September 05, 1992|By Ian Johnson | Ian Johnson,New York Bureau

NEW YORK -- As Wall Street traders, economists and analysts left for Labor Day vacations yesterday, their departure seemed more a flight than the start of a long weekend.

"The best you can say about August is that we survived without the much-predicted collapse," said Michael Sherman, chief investment strategist at Shearson Lehman Brothers Inc.

Although yesterday was not the end of a quarter or the end of a month, the Labor Day weekend is traditionally when analysts reassess where the market is heading. The Dow Jones industrial average closed down 10.27 points to 3,281.93, capping a 4 percent drop since the start of August. The past week saw a net gain of 14.32 points for the Dow.

Analysts usually divide the stock market into cycles, with the August-to-October period often marked by volatility and losses. Considering the weight of bad news surrounding the stock market over the past month,some experts said the market has not done too badly.

"It wasn't a bad summer. The [Republican] convention didn't help -- people expected more. Now they are nervous," said William LeFevre of Tucker Anthony Inc.

Economists said the market has been concerned about the spate of bad economic reports published by the government and the general uncertainty preceding the election.

But low inflation and low interest rates have helped offset what could have been confidence-crushing statistics, said Donald Straszheim, chief economist at Merrill Lynch, Pierce, Fenner & Smith Inc.

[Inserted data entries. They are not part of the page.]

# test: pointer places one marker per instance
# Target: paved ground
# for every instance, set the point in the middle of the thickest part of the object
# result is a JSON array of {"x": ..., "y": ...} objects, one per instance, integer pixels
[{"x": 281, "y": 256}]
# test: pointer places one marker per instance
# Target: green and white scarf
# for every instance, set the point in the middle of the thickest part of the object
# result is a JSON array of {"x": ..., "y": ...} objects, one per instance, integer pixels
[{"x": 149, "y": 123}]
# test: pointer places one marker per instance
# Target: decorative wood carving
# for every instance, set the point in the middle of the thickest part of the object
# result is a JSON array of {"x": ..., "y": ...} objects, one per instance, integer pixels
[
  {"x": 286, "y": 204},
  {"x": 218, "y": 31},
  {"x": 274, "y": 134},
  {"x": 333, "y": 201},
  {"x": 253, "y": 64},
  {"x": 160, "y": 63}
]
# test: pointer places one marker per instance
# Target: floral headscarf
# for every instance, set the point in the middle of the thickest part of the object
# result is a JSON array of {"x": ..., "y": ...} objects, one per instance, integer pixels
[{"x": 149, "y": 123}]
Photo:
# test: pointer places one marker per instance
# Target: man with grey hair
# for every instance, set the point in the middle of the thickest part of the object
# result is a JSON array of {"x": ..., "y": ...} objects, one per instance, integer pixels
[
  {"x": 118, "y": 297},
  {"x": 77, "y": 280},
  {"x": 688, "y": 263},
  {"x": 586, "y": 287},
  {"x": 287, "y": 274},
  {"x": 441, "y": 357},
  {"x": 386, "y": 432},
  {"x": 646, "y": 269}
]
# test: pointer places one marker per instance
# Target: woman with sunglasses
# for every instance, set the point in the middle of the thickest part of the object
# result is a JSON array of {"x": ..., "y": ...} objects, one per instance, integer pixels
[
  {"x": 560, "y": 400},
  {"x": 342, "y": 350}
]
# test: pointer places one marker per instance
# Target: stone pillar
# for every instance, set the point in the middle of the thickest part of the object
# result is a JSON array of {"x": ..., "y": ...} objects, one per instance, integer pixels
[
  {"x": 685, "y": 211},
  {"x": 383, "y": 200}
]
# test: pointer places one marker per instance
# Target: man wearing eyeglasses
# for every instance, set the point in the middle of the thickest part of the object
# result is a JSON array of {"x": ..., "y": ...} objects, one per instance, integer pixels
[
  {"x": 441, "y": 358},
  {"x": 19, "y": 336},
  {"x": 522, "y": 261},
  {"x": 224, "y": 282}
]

"The economic backdrop to the market is, in a word, terrible," Mr. Straszheim said.

One bright light has been that interest rates are so low that investors have had little choice but to buy stocks. This has buoyed the market at a time when worries of long-term U.S. economic stagnation are solidifying, he said.

Although the signs have been bad, the deciding period will start this coming week when businesses and traders return from summer vacations and new economic data, such as the Producer Price Index, is released.

If the signs continue to point negative, then the benefits of low inflation and interest rates will be outweighed by fears that third-quarter profits will be hurt. Companies have been reporting generally strong profits, but if this trend reverses at the close of the third quarter, which runs from July to September, then the market could turn down, said Taka Kigawa, assistant vice president for Daiwa International's U.S. equity department.

"People are hungry to get some good numbers -- not even the government reports but the earnings. That's the key and that's what we'll be anticipating in September," Mr. Kigawa said.